Kedua tangan Davin menggenggam kemudi erat-erat, ketika perhatiannya teralih pada pintu kaca yang tertutup rapat. Sejujurnyadia belum siap untuk ini. Didalam rumah yang pintunya sedang ia pandangi, ada seseorang yang telah ia hindari selama beberapa tahun, sejak disemester kedua masa kuliahnya. Orang yang pernah sangat setia menunggunya, orang yang pernah sangat berarti dihidupnya, seseorang yang menjadi alasan kegigihannya dalam mencari beasiswa demi mengejar gelar sarjana di salah satu universitas Perancis.
“Suatu hari nanti, aku akan pulang membawa kesuksesan. Dan orang tuamu nggak akan punya alasan lagi buat nentang hubungan kita.”
Davin tak bisa lupa dengan janji yang telah ia ucapkan pada gadis itu, bagaimana dia bisa lupa pada sebuah janji yang akhirnya mengantarkannya pada Perancis. Dia hanya tidak bisa menepatinya, jadi dia berkali-kali mencoba untuk pura-pura lupa.
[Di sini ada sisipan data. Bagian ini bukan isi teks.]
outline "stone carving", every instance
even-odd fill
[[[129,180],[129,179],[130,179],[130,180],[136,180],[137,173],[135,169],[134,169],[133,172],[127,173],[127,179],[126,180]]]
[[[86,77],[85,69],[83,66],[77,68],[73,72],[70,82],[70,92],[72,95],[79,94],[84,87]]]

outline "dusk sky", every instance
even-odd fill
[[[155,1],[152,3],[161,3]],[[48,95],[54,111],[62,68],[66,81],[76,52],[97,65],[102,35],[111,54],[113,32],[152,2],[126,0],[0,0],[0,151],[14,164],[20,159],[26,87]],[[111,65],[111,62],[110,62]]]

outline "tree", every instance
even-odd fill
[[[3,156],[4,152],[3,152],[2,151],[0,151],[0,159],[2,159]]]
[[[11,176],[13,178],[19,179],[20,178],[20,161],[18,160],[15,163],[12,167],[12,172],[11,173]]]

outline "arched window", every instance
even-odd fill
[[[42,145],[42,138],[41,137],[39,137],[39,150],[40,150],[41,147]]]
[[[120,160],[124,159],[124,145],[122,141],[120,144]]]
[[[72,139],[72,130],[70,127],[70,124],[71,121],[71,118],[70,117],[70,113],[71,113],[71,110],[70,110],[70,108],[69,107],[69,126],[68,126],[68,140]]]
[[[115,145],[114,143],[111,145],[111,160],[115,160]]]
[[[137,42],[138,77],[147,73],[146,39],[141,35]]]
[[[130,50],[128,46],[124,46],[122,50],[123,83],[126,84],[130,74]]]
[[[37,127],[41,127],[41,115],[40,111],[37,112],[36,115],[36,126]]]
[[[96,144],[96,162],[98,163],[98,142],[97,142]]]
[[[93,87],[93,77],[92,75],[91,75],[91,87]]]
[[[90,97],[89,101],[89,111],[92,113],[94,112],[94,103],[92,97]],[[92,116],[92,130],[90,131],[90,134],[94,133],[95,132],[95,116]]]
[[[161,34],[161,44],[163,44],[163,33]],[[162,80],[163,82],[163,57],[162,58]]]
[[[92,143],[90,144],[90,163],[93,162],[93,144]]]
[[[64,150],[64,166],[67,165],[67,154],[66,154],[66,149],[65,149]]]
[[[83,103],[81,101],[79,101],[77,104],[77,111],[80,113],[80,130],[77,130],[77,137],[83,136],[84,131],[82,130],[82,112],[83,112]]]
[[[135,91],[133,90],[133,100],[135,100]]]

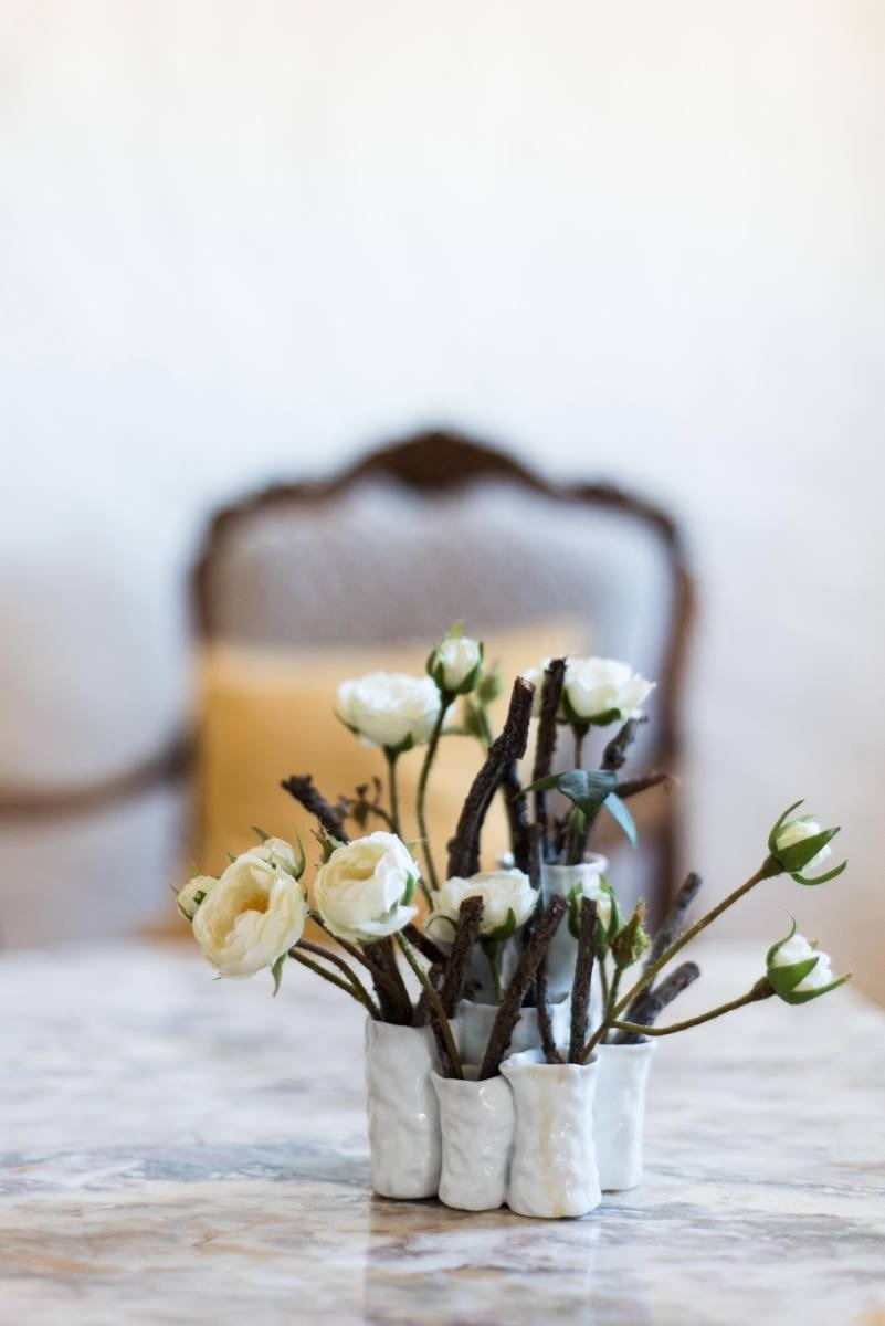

Dia bhkan masih sangat ingat suara terakhir gadis itu ketika menghubunginya via telepon.
“Kita membangun semua dari nol, dari orang tuaku yang sama sekali nggak suka sama kamu, sampai mereka mulai bisa menerima kamu, tapi kenapa kamu begini?” Davin tidak bisa melihat seperti apa keadaan si pemilik suara saat mengucap kalimat itu, tapi suara parau dan isakan itu cukup mewakili.